Current traces elicited by 2-sec depolarization of −30 to +50 mV from a holding potential of −60 mV before and after treatment with 50 µM or 1,000 µM alprenolol. (A–D) At every voltage depolarization step, current changes with 50 µM and 1,000 µM alprenolol were normalized to the currents recorded without alprenolol exposure. Asterisks indicate statistically significant differences between peak and steady-state currents at each voltage pulse. Symbols represent means ± SEM (n = 3–8. *p < 0.05).
Fig. 5
Alprenolol-induced changes in human Kv1.3 (hKv1.3) channel activation and inactivation time courses.
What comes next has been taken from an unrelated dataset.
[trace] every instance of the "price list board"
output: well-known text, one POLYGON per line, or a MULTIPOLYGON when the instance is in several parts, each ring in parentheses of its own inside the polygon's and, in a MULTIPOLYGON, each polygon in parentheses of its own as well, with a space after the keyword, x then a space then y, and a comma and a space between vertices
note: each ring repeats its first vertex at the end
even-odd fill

The time constants for the activation and inactivation processes were determined by single exponential functions from current traces induced by a single +50 mV pulse for 2 sec from a holding potential of −60 mV. (A) Typical normalized current traces of the activation phase with and without treatment with 10, 50, and 1,000 µM alprenolol. Current traces were acquired by normalizing the data to peak values. (B) Normalized time-constant values of activation current processes with and without treatment with 10, 50, and 1,000 µM alprenolol (n = 4–8). (C) Typical inactivation phase current traces after normalization with and without treatment with 10, 50, and 1,000 µM alprenolol. (D) Normalized time-constant values of inactivation current processes with and without treatment with 10, 50, and 1,000 µM alprenolol (n = 5–8). Columns with error bars represent mean ± SEM (*p < 0.05).
Fig. 6
Absence of alprenolol-induced changes in human Kv1.3 (hKv1.3) channel steady-state activation.
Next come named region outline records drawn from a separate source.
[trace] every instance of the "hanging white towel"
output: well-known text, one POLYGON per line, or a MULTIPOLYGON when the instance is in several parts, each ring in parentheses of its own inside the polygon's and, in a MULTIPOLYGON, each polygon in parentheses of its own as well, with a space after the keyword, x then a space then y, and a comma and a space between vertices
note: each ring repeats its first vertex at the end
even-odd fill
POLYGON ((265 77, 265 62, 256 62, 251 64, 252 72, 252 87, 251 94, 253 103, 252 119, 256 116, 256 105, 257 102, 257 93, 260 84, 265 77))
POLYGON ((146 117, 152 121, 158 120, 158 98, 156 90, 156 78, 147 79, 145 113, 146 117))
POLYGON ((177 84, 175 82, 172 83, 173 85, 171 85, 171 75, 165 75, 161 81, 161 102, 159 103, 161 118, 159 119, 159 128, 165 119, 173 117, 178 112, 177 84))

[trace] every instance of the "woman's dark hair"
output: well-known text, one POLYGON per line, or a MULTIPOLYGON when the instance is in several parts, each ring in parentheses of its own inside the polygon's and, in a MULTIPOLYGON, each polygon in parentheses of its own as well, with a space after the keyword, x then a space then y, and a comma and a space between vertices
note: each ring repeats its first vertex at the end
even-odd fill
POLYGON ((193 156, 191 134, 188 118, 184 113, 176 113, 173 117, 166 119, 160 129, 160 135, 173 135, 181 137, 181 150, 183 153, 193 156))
(A) Typical steady-state activation tail currents measured at −50 mV after 100-msec depolarizing pulses from −70 to +60 mV with and without treatments with 50 and 1,000 µM alprenolol. (B) Steady-state activation curves were acquired by fitting the data obtained by normalizing each tail current to the tail current at +60 mV to a Boltzmann equation. Symbols represent means ± SEM (n = 3–6).
Fig. 7
Influence of alprenolol on human Kv1.3 (hKv1.3) channel steady-state inactivation.
(A) Typical tail currents were evoked by 200-msec depolarizing pulses to +40 mV; 30-sec preconditioning pulses were −70–0 mV with and without treatments with 50 and 1,000 µM alprenolol. (B) Steady-state inactivation curves were acquired by fitting the data obtained by normalizing each tail current to the tail current when depolarized to +40 mV to a Boltzmann equation. Symbols represent means ± SEM (n = 6–8).
Fig. 8
Use-dependent human Kv1.3 (hKv1.3) peak current blockade by alprenolol.
(A) Inhibition of peak current data from 80 and 40 recurrent 200-msec and +60-mV depolarization pulses from a holding potential of −80 mV at 5 and 15 sec with 1,000 µM alprenolol. (B) Inhibition of steady-state current data under the same experimental conditions as panel A. (C, D) Inhibition of peak and steady-state current data of 20 repetitive 200-msec and +60-mV depolarization pulses from a holding potential of −80 mV at 5 and 15 sec with 1,000 µM alprenolol, respectively. Current inhibition (%) = 100 × (control current − drug condition current)/control current. Control experiments were performed by repeated 200-msec depolarizing pulses (at +60 mV) starting from a holding potential (at −80 mV) at 5 and 15 sec in the absence of alprenolol. Symbols represent means ± SEM (n = 4–5).